To get a feeling for the emptiness of the universe, compare its density \(\left(4 \times 10^{-28} \mathrm{kg} / \mathrm{m}^{3}\right)\) with that of Earth's atmosphere at sea level \(\left(1.2 \mathrm{kg} / \mathrm{m}^{3}\right) .\) How much denser is Earth's atmosphere? Write this ratio using standard notation.

Density is a core concept in understanding many physical phenomena. It measures how much mass is contained in a given volume. Mathematically, it is defined by the formula: \( \rho = \frac{m}{V} \), where \( \rho \) represents density, \( m \) denotes mass, and \( V \) stands for volume. A higher density indicates that there is more mass packed into a particular space. For example, metals like iron have a much higher density compared to substances like water or air.

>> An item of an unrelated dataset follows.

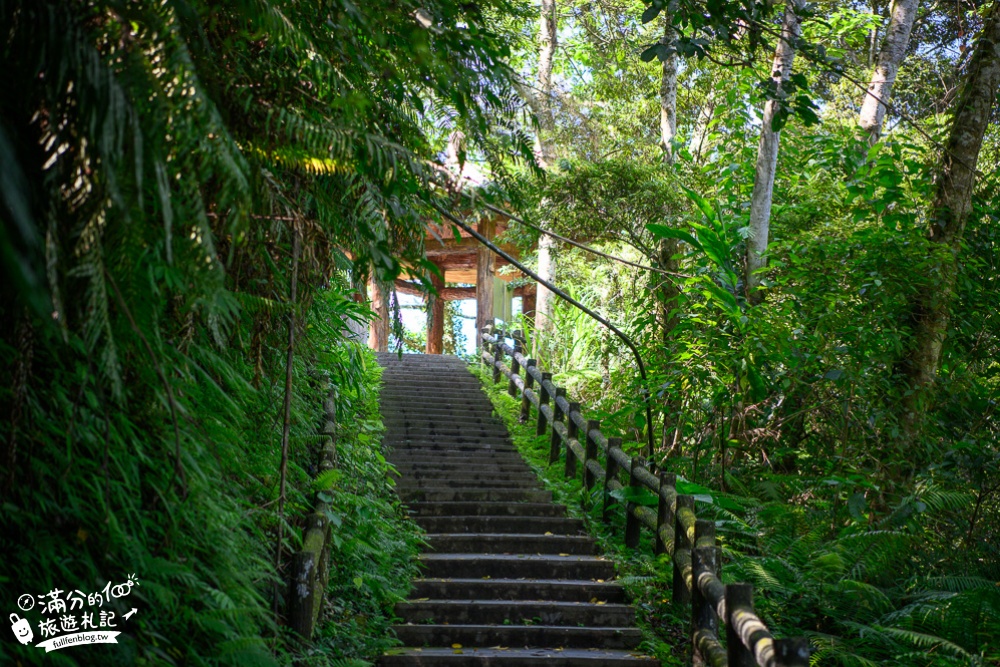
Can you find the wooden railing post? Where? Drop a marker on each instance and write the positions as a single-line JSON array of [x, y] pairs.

The universe is immense and mostly empty, making it a fascinating area of study in astronomy. One of the striking characteristics of the universe is its incredibly low average density. On average, the density of the universe is around \( 4 \times 10^{-28} \text{kg/m}^3 \). This extremely low density is due to the vast spaces between celestial objects, such as stars and galaxies. Despite the occasional dense clusters of matter in the form of stars, planets, and galaxies, most of the universe is empty space, creating a stark contrast with the more familiar densities we encounter here on Earth.

Closer to home, the density of Earth's atmosphere varies greatly with altitude. At sea level, the density is about \( 1.2 \text{kg/m}^3 \). This density means that there is 1.2 kilograms of atmospheric gases, primarily nitrogen and oxygen, per cubic meter of space. This atmospheric layer is thick enough to support life by providing essential gases and protecting us from harmful solar radiation.

Ratio calculation helps us compare different quantities in a meaningful way. In this exercise, we compare the density of Earth's atmosphere to the density of the universe by calculating their ratio. We use the formula: \( \text{Ratio} = \frac{\rho_{\text{atmosphere}}}{\rho_{\text{universe}}} \). Plugging in the given values: \( \rho_{\text{atmosphere}} = 1.2 \text{kg/m}^3 \) and \( \rho_{\text{universe}} = 4 \times 10^{-28} \text{kg/m}^3 \), the ratio calculation becomes: \( \text{Ratio} = \frac{1.2}{4 \times 10^{-28}} = 0.3 \times 10^{28} = 3 \times 10^{27} \). This indicates that Earth's atmosphere is \( 3 \times 10^{27} \) times denser than the universe, highlighting just how sparse matter is distributed in the vast expanse of space.